DEAR ABBY: I have a question that isn’t earth-shaking, but concerns a lot of people my age. Each year as I grow older and read my friends’ obituaries I think about my own and how I would personally like mine to read. I would like to spare my family the difficulty of trying to sort through the details of my life.
I’m wondering just what is supposed to go into an obituary. As a professional, I have information about that side of my life. It’s the personal part I’m wondering about. Are there any rules on this? What is expected or accepted? I’m sure there are others who would also welcome suggestions on this. — THINKING AHEAD IN EAU CLAIRE, WIS.
DEAR THINKING AHEAD: Most obituaries are paid advertisements, and they can be as long or brief as the family wishes. Some are simple, mentioning date and place of birth, the names of the deceased’s parents, as well as spouse, siblings, children and grandchildren. Business and personal achievements are often, but not always, included. However, I have also seen obituaries that were excerpted from eulogies. To find out more information, you should inquire at your local newspaper.
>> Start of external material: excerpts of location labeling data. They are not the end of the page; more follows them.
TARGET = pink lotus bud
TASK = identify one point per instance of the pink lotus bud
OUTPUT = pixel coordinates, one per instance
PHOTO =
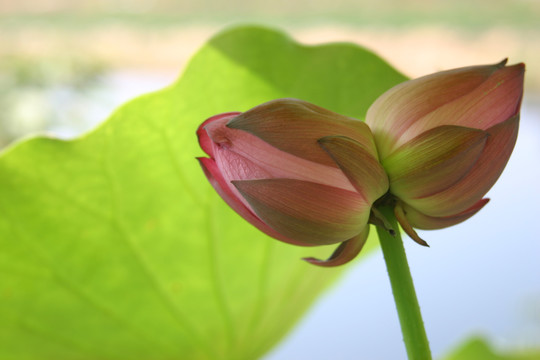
(445, 138)
(299, 173)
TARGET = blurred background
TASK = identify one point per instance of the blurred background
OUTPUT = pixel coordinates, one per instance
(65, 65)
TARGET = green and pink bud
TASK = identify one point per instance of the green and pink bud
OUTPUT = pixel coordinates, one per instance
(299, 173)
(444, 139)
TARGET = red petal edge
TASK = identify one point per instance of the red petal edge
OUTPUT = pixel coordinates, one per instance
(215, 178)
(204, 140)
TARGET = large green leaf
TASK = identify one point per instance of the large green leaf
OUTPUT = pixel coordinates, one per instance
(113, 246)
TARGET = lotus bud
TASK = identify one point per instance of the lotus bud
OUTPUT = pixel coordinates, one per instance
(444, 139)
(299, 173)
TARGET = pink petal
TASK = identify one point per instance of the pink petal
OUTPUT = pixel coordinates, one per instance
(361, 168)
(492, 102)
(394, 112)
(423, 221)
(294, 126)
(223, 189)
(345, 252)
(307, 212)
(471, 188)
(243, 156)
(433, 161)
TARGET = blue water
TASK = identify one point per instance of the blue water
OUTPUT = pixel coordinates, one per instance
(480, 277)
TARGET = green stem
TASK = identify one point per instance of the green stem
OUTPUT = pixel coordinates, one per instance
(410, 318)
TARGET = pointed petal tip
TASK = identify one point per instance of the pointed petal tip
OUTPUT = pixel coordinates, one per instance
(409, 230)
(344, 253)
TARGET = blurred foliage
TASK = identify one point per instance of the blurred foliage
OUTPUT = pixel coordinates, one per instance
(114, 245)
(463, 13)
(32, 90)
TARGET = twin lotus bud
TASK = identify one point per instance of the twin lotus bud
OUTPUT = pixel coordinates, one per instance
(430, 147)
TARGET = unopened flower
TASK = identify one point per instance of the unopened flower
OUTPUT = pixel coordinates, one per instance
(299, 173)
(444, 139)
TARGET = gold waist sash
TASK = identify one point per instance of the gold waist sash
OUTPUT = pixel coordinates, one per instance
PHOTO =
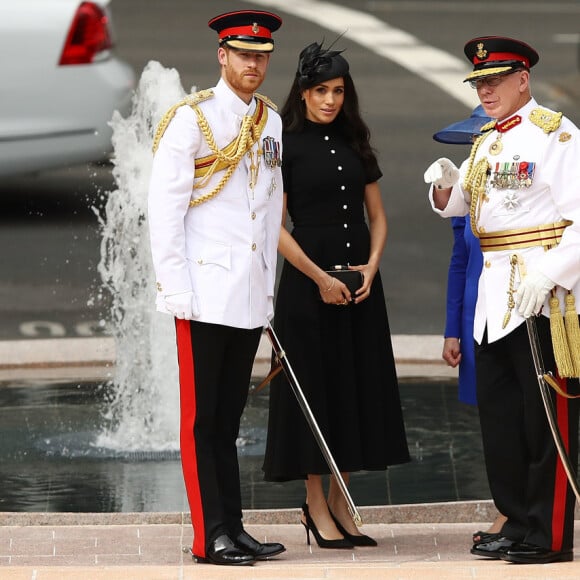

DEAR ABBY: I have been searching for a new job (unbeknownst to my current employer), and have been fortunate enough to get a few interviews. For the most part, they have been scheduled during business hours. I feel guilty making excuses to get out and attend them.
What would your advice be for someone in my position? Is there a better way to get around having to make up excuses to my employer? — FEELING GUILTY IN TEXAS
DEAR FEELING GUILTY: I can think of two. When your interviews are being scheduled, let your prospective employer know that you’re still working and ask if your interview can be before or after work or during your lunch break. If that’s not possible, then rather than lie to your boss, ask to come in later or leave early and have it subtracted from your “personal time.”